I listened to David Cannadine on Radio 4 a few weeks ago telling the story of the ninth President of the United States, William Henry Harrison (1773-1841). Harrison holds the record for the longest inaugural address, at nearly two hours, and also the record for the shortest presidency, dying after only 30 days in office due to pneumonia.
The story is that Harrison contracted pneumonia because he refused to wear either a hat or a coat while giving his inaugural address. It is difficult to know whether this story is entirely true. In a large number of cases, pneumonia is a consequence of other chronic illnesses which increase vulnerability to the cold, rather than the true cause of death.
This is particularly the case among older people. The selection of a cause of death from the conditions listed on a death certificate follows a set of internationally agreed rules of which changes in rule 3 have had the largest impact on how the cause of death is selected. In the current Tenth Revision of the International Classification of Diseases (ICD-10), introduced in 2001, rule 3 states that when more than one condition is given on the death certificate the cause of death should be the condition which initiated the final illness, unless the condition which initiated the final illness is a direct consequence of another reported condition, in which case this condition should be selected.
Rule 3 is used in cases where the final illness comes from a list of conditions which includes pneumonia but also conditions such as cardiac arrest and heart failure (see this article from the Lung and Asthma Information Agency for more details). In ICD-9, rule 3 stated that where there was a major condition other than the final illness on the death certificate, the major condition was selected whether or not it initiated the causal sequence leading to death. The list of conditions where rule 3 is implemented was also broadened in ICD-10 in comparison to ICD-9. The changes to rule 3 may seem small but an ONS study found that the impact was to significantly reduce the number of deaths assigned to conditions such as pneumonia while increasing the number of deaths assigned to chronic conditions, such as stroke and Alzheimer’s disease.
The figure below shows the number of deaths in England and Wales from pneumonia between 1998 and 2010 by age group (70-79 years and 80 years and over) and separately for men and women. The figure shows the significant drop in the number of deaths from pneumonia which took place when ICD-10 was introduced in 2001. Between 2000 and 2001 the number of deaths due to pneumonia declined by over 40 percent for both men and women aged over 80 years. The changes in the rules used to select a cause of death may provide a better description of what people die from, but for researchers interested in studying changes in patterns of mortality over time they represent a real difficulty.
Although the number of deaths from pneumonia declined with the introduction of ICD-10, pneumonia remains an important cause of excess winter mortality in England and Wales. The figure below shows the variation in the number of deaths in each week in England and Wales from August 1999 to July 2012 using data from the annual ONS publication on winter deaths.
The number of weekly deaths show a clear rise in the winter months with particularly high numbers of deaths in 1999/2000. The ONS calculate the number of excess winter deaths by comparing the number of deaths in December to March to the number in August to November and April to July. In 2012 there were a total of 24000 excess winter deaths with respiratory illnesses accounting for 39 percent and circulatory illnesses 32 percent of all excess deaths.
Like me, you might look at the rise in the number of deaths during the winter months and think that it simply captures the effect of the cold, particularly on elderly people. When I looked at the data in more detail I was surprised, however, to find that the week with the highest number of deaths is almost always either the last week in the year or the first week in the new year.
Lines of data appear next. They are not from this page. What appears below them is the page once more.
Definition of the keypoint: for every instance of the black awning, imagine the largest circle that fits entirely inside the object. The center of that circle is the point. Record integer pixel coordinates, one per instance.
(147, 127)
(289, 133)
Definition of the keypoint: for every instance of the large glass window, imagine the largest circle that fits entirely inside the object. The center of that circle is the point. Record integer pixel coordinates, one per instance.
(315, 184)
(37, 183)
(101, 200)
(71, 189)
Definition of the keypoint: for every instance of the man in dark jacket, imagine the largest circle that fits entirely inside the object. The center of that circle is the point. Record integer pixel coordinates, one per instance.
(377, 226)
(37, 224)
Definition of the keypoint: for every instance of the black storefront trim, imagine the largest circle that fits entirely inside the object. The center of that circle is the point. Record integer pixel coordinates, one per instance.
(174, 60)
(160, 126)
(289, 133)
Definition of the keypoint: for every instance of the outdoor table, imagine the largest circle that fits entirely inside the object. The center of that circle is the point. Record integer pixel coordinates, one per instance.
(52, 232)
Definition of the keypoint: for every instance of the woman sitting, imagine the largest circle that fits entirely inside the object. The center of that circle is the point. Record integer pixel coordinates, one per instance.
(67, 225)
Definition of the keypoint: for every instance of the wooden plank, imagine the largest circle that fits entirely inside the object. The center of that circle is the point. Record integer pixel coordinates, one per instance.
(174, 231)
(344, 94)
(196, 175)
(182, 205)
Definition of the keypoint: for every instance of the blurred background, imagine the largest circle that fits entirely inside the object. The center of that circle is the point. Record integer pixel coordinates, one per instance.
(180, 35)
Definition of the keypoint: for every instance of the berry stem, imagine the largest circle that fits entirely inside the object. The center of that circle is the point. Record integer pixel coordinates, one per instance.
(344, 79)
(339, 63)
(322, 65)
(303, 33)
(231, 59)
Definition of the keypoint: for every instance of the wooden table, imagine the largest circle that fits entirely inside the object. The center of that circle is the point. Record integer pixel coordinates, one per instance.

The figure below (from the NHS publication Keep Safe This Christmas) shows the average number of deaths on each day over the Christmas and New Year period from 2000 to 2010. Using a similar approach to the ONS, the report calculates that each year there is an excess of around 2500 deaths between the 21st of December and the 19th January.
The report tries to argue that the rise in the number of deaths over Christmas and the New Year can be explained by risk factors such as the cold, plus accidents, murder, suicide etc. While I wouldn't entirely discount these factors, like a report in the Journal of the Royal Society of Medicine last year which showed an increase in the risk of death if you are admitted to hospital on a Sunday, I would assume that a significant part of the rise in the number of deaths over Christmas and the New Year must be due to changes in staffing levels and the provision of services. Suggesting that more people work over the festive period is unlikely to make you a lot of friends but maybe someone should look at it.